Thursday, May 14, 2026

‘The Adventures of Tintin’ Sequel Plans Moving Ahead, Peter Jackson Tells Cannes Audience

During his master class at the Cannes Film Festival, New Zealand filmmaker Peter Jackson (The Lord of the Rings, The Hobbit, Heavenly Creatures, King Kong) revealed to attendees that he is ready to go back to the director’s chair after more than a decade, announcing that he has just completed the script for the second animated Tintin movie, based on the beloved comics created by Hergé. Its predecessor, The Adventures of Tintin: The Secret of the Unicorn, was released in 2011 and directed by Stephen Spielberg, who also produced alongside Jackson and Kathleen Kennedy.

The Adventures of Tintin: The Secret of the Unicorn
The Adventures of Tintin: The Secret of the Unicorn [Paramount Pictures]

Jackson told festival press that he had recently wrapped the script for an untitled Tintin movie with his partner and collaborator Fran Walsh, and was even picking away at edits while in France. What he didn’t say is what material he plans to adapt.

After taking over directing duties on The Hobbit trilogy (2012-2014) due to the departure of Guillermo del Toro from the project, Jackson’s last director credit was the 2018 WWI documentary They Shall Not Grow Old. Jackson had said in 2015 that the death of his longtime director of photography Andrew Lesnie had made him less excited about fiction projects. In addition to They Shall Not Grow Old, he has since directed and produced The Beatles: Get Back.

Jackson did not reveal any details of the story or source material for the next Tintin chapter. Some 15 years ago when it was announced that Jackson would be directing the sequel, the Hollywood rumor mill had it that the second The Adventures of Tintin movie would be adapted from Prisoners of the Sun, which takes Tintin on a quest into an ancient Inca civilization on the search for his friend Professor Calculus. The first movie loosely adapted three books: The Crab with the Golden Claws, The Secret of the Universe and Red Rackham’s Treasure, and was penned by Steven Moffat, Edgar Wright and Joe Cornish.
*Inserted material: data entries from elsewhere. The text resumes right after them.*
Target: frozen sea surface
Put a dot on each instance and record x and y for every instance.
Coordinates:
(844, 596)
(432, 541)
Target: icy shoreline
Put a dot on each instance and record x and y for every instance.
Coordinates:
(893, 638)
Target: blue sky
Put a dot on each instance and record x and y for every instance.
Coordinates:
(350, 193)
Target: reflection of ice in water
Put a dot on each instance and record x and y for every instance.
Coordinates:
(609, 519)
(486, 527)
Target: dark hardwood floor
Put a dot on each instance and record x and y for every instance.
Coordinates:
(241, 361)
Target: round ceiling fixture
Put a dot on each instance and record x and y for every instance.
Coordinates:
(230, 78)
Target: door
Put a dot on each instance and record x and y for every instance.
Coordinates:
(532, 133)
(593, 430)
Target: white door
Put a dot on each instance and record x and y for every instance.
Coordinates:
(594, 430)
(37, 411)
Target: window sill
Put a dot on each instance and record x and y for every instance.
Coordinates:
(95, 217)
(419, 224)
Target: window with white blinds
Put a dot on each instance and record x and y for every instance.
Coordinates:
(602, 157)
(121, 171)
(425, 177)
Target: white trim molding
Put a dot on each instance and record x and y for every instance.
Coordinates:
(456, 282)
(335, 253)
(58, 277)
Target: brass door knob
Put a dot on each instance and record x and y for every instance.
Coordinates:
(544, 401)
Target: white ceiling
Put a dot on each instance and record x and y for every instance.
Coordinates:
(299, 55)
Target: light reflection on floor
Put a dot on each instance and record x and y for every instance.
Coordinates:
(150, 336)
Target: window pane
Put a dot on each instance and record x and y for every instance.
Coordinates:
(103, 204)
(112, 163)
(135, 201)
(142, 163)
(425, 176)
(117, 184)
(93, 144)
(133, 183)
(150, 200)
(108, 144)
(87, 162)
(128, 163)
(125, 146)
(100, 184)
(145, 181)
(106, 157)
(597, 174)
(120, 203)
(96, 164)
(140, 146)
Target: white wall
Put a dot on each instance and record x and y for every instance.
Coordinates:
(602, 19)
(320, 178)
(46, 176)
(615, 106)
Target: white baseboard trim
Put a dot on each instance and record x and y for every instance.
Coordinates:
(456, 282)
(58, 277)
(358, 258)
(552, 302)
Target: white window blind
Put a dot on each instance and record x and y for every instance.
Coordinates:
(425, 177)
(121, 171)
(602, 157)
“I’ve had certain times where I thought it was going to be this, it’s going to be that... for a while, we were going to do Prisoners of the Sun,” Jackson told Polygon in 2018. “But I’m not necessarily thinking that that would be where we’d go next time. There’s so many good stories, and I just want to see what I feel like making.” Even as far back in 2009, he was even teasing a third movie, based on Destination Moon.

The whole page-to-screen journey of the Spielbarg-Jackson films has been a long one. Spielberg originally acquired the film rights to Tintin after Hergé’s death in 1983 in the wake of Indiana Jones and imagined it as a kid-friendly companion series, and re-optioned in 2002. The Adventures of Tintin began filming in 2008 with an announced 2010 release, but was pushed to 2011 after Universal Pictures backed out of the project and was replaced by Paramount Pictures, who released the feature film under its Nickelodeon Movies banner.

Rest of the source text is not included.